Prezydent Andrzej Duda powołał sędziego Wiesława Kozielewicza na stanowisko prezesa Izby Odpowiedzialności Zawodowej
Wiesław Kozielewicz z Izby Karnej Sądu Najwyższego będzie prezesem nowej Izby Odpowiedzialności Zawodowej, która powstała w miejsce zlikwidowanej Izby Dyscyplinarnej.
To legalny sędzia SN, który ma duże doświadczenie w prawie karnym, w Izbie Karnej SN orzeka od 1999 r. Jednoczenie to jeden z niewielu legalnych sędziów SN, którzy mimo wyroków Trybunału w Strasburgu nie mają problemu z tym, aby orzekać z neosędziami w tych samych składach.

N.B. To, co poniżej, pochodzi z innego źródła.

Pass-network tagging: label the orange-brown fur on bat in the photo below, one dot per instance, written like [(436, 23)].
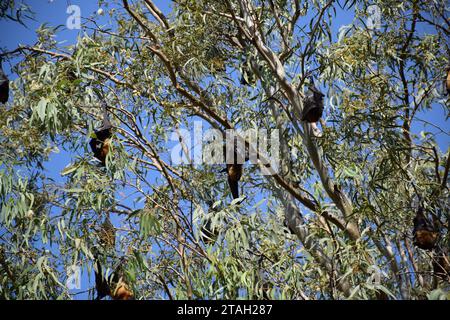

Złożył też zdanie odrębne do nieuznawanej przez rząd PiS uchwały trzech izb SN z 2020 r. Wynikało z niej, że rozstrzygnięcia neosędziów obarczone są nieusuwalną wadą.
Wybór Kozielewicza na prezesa nowej izby nie jest zaskoczeniem, sędzia od początku kierował pracą nowej izby. Neosędzia i pierwsza prezes SN Małgorzata Manowska w sierpniu wskazała go do tymczasowego orzekania w IOZ i uczyniła tymczasowym szefem dwóch wydziałów izby.
Sędzia Kozielewicz był jednym z trzech kandydatów przedstawionych prezydentowi na początku października przez Zgromadzenie Izby Odpowiedzialności Zawodowej. Kandydatów udało się wówczas wyłonić w drugim podejściu, gdy wymóg dotyczący kworum był obniżony i wystarczyła obecność tylko połowy składu izby. Przy pierwszym podejściu zabrakło kworum, bo dwie osoby nie stawiły się na zgromadzenie, a dwie kolejne opuściły salę.
Sędzia Kozielewicz na zgromadzeniu otrzymał najwięcej głosów poparcia (5). O stanowisko prezesa nowej izby ubiegali się także neosędziowie Maria Szczepianiec i Marek Dobrowolski z Izby Kontroli Nadzwyczajnej i Spraw Publicznych.